You Should Run More Experiments

When we develop business strategies, we often rely on what we believe has worked in the past. Unfortunately, we’re often wrong.

A better way to make a decision with financial consequences is to conduct an experiment. Obviously, the idea of doing experiments is really old. Think of Galileo in the late 1500s at the top of the Leaning Tower of Pisa with two spheres of different sizes, dropping them off the side to test theories of gravity.

Experiments in the business world have been around for a long time, too, but they weren’t that prevalent in the past. In the 1960s, for example, there was a debate about whether arranging a particular grocery-store item to have a lot of shelf facings—identical products with the label turned out toward the consumer—would cause customers to be more likely to buy the product, or to buy more of it.

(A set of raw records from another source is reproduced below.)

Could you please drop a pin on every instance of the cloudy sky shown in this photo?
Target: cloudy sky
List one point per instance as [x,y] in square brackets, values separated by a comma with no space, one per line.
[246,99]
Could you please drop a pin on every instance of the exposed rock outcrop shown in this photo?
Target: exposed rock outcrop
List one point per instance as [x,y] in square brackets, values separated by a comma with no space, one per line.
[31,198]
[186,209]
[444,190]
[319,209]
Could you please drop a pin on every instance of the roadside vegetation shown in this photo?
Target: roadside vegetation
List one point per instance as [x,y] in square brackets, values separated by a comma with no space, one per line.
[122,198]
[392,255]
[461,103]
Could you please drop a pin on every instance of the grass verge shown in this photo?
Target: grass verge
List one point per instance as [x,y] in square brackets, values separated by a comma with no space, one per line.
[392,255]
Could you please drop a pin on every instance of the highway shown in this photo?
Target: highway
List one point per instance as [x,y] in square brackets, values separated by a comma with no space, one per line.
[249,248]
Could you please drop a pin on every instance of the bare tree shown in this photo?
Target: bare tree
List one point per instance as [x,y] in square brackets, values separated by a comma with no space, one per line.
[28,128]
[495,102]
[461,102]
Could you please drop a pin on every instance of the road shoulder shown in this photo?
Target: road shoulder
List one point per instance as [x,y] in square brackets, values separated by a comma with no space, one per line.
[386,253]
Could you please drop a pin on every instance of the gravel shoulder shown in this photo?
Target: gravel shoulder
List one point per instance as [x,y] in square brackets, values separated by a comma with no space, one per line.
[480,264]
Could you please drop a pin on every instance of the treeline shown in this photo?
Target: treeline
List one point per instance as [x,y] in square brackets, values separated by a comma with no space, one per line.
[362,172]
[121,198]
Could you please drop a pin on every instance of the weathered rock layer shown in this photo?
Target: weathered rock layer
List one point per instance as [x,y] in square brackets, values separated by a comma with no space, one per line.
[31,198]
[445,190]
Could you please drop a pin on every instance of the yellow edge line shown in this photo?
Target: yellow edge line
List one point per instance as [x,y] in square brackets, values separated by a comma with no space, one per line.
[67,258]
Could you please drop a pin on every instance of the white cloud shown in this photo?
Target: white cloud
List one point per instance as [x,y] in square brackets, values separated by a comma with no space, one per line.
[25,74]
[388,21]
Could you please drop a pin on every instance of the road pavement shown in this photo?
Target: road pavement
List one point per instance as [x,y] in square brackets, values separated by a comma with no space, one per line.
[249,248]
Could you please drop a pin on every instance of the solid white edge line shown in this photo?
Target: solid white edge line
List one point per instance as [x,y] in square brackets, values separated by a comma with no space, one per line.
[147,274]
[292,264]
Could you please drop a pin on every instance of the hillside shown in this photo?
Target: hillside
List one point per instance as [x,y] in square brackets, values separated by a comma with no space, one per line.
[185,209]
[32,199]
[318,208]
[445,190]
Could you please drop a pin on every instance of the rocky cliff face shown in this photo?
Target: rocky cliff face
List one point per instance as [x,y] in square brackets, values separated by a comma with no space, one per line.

That’s hard to tease apart, because things that sell in higher volume are going to get more shelf facings. So Kent State University’s Keith Cox partnered with a grocery chain over several weeks, and at different locations, he randomly varied the number of shelf facings for four products.

He found the evidence was mixed. Increasing shelf facings seemed to cause an uptick in sales of one product, but not of the other three. The results were not necessarily groundbreaking, but the idea of systematically varying things to test these causal effects is the core idea of experimentation.

You can see similar tests happening these days with the aid of technology, which has allowed experiments to explode online, where they’re often referred to as A/B testing. One of the early adopters was Amazon. The company had an internal debate about whether to give you a recommendation for something else to buy when you’re about to check out. At the time, this was controversial. The concern was that if Amazon gave customers a recommendation for another product, they might read about it and then think, “Oh, maybe I should get that too, but I’ll decide later,” and never complete the purchase.

Amazon decided to test this debate experimentally. When new customers came to the site, they were randomly assigned either to get an extra product recommendation or not. What Amazon found was a big increase in sales when it made the extra recommendation.

Amazon learned from this experiment not just the answer to one question about recommendations. The company took away something much more profound: it should use experimentation whenever feasible to make these decisions, rather than relying on a manager’s judgment or on a roomful of people debating.

Companies develop certain ways of making decisions that they trust. If you didn’t come up in an experimental culture, it’s hard to change.

Today, lots of other companies experiment all the time. Capital One supposedly does 80,000 small experiments in a typical year. Eight to 10 years ago, Google was doing 40,000–70,000 experiments a year. Now, we couldn’t even quantify how many experiments it completes, because it has moved to a continuous-experimentation mode. If you’ve been online in the past 24 hours, you probably have been a participant in one of these experiments.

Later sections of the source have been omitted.